Aquel muchacho valiente que fue capaz de retar y batirse a duelo por amor frente a un oficial del ejército inglés, que salvó la vida de un teniente mal herido en plena batalla a riesgo de su propia vida, terminó extraviándose en la maraña de una sociedad cuyas relaciones sociales estaban signadas por la crueldad, la falsedad, la explotación y la discriminación. Aprendió de la guerra las malas artes de la simulación y la subordinación; fue impulsado por el mismo poder que lo captura y humilla a engañar y a construir imposturas para sobrevivir. Cuando intentó respirar un aire sincero, a través de la bondadosa fortuna de un hijo, el destino le abofeteó el intento. Como Barry Lyndon, aquel muchacho Redmond Barry, probó la amarga hiel de la decencia oligarca que luego heredaron los trepadores burgueses de hoy en día.
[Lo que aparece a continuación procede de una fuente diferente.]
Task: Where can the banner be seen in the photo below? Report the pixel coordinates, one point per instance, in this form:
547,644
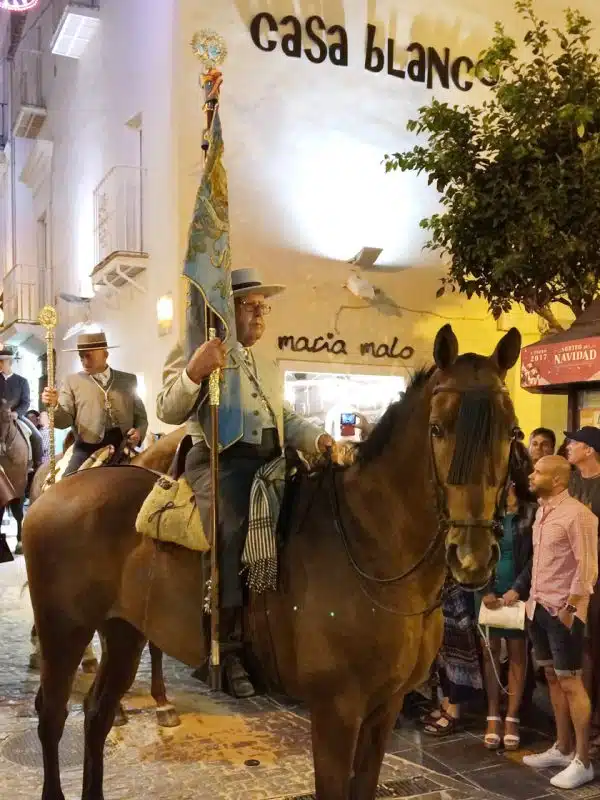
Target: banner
556,364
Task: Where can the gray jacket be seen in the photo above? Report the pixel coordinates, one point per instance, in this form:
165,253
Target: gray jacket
178,398
81,406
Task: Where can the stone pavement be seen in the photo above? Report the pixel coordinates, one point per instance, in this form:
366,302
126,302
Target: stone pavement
223,749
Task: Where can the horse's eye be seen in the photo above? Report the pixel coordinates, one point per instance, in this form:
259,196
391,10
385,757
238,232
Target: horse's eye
436,430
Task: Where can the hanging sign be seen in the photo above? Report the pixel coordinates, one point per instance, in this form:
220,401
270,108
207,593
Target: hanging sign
556,364
18,5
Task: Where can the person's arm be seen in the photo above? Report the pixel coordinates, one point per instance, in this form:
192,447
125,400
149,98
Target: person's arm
24,400
300,433
65,412
140,417
583,537
182,382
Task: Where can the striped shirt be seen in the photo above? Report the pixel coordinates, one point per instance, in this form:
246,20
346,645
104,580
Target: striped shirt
565,555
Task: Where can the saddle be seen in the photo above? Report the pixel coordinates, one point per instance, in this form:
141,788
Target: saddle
169,513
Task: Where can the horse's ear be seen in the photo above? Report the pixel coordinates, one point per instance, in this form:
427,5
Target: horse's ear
445,347
507,351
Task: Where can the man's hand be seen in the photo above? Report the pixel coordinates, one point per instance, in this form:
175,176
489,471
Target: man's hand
492,602
134,437
50,396
207,358
324,442
566,617
511,597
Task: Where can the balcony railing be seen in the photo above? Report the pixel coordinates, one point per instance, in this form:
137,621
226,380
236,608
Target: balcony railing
58,7
26,78
118,212
24,289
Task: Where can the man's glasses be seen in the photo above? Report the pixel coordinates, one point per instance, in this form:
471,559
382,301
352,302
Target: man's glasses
257,309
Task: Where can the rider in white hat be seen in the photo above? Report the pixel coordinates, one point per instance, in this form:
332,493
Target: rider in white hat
253,426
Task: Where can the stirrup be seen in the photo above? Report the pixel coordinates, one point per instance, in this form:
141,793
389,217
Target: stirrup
512,741
492,740
237,679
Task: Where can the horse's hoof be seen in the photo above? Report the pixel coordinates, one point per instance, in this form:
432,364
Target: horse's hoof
34,661
167,716
121,717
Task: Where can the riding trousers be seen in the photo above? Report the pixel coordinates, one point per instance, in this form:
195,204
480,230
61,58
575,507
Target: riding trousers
237,467
83,450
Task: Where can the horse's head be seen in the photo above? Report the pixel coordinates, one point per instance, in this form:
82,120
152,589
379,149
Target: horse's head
472,426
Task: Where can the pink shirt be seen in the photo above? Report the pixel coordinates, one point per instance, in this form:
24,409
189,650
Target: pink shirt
565,554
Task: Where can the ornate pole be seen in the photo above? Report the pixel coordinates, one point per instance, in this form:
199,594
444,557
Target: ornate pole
48,319
210,49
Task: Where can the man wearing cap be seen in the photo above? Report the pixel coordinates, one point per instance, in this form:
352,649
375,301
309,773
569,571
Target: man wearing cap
254,423
583,453
101,404
15,390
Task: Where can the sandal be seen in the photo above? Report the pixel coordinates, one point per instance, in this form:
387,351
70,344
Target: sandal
512,741
440,725
492,741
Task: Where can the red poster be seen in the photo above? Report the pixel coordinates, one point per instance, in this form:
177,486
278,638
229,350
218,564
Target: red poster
577,361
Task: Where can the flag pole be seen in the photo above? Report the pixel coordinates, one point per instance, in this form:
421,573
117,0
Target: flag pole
210,48
48,319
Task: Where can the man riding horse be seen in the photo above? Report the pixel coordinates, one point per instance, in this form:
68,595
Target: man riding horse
263,423
15,390
99,403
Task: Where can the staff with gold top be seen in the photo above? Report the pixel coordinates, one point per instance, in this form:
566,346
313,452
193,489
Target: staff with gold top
48,320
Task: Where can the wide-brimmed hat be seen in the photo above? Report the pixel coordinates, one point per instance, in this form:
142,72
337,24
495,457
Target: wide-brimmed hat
90,341
244,281
587,435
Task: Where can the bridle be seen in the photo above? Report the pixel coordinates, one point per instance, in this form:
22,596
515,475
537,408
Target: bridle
444,520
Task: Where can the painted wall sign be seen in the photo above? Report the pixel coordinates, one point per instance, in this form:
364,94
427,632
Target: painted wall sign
330,42
18,5
338,347
548,364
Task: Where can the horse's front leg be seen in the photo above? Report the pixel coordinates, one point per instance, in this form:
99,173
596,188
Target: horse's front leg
335,724
166,715
370,750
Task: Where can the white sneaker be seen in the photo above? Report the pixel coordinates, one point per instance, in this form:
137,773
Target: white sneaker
549,758
573,776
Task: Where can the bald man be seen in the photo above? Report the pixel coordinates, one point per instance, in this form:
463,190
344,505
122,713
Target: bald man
564,571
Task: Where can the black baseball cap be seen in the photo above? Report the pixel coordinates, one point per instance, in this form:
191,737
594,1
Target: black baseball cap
588,435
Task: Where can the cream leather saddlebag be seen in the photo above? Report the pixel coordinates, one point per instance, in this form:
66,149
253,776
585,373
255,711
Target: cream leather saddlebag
170,514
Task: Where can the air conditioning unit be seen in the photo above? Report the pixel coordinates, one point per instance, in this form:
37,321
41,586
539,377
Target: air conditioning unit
29,121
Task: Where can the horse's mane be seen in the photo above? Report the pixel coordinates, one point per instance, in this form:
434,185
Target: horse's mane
397,415
160,454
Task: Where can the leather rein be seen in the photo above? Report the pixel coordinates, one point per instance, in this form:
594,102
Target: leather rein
444,523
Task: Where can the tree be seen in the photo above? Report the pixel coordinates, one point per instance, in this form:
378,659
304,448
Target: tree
519,177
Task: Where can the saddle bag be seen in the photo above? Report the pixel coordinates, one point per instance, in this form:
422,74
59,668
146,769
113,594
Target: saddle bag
170,514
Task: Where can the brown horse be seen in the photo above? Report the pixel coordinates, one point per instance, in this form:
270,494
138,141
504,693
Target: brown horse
158,457
355,623
14,460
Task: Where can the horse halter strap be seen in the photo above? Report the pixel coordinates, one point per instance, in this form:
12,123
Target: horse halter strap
445,521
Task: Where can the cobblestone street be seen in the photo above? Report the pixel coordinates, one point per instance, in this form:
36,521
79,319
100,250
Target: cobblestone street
223,749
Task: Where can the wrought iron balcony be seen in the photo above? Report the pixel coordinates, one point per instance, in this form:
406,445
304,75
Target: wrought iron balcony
119,227
28,108
24,294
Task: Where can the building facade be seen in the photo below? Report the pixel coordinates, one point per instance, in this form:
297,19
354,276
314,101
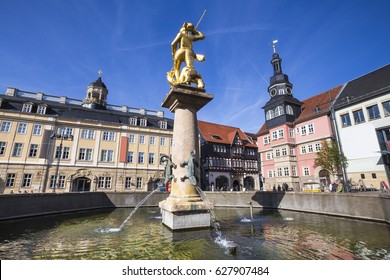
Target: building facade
229,159
57,144
362,114
292,135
No estaban dadas aún las condiciones históricas para que la clase de la que provenía Redmond, trepara los cielos del poder burgués, que a finales de ese mismo siglo XVIII se manifestaron; sin embargo, ya esa nobleza monárquica, decente y decadente, expelía el pútrido olor de la descomposición moral.

Fracasados los Barry Lyndon en todo el mundo, hoy las oligarquías enuncian su decencia como última tabla de salvación. Los pueblos apelan a la dignidad como valor extraordinario, para continuar sus luchas e impedir que vidas orgullosas y dignas forjadas en el pueblo, sean torcidas por obra de la hipocresía y la humillación de las clases hegemónicas. De los pueblos es la dignidad y el destino de la humanidad; de las oligarquías y demás poderes explotadores es la decencia, en los confines de la derrota y el olvido.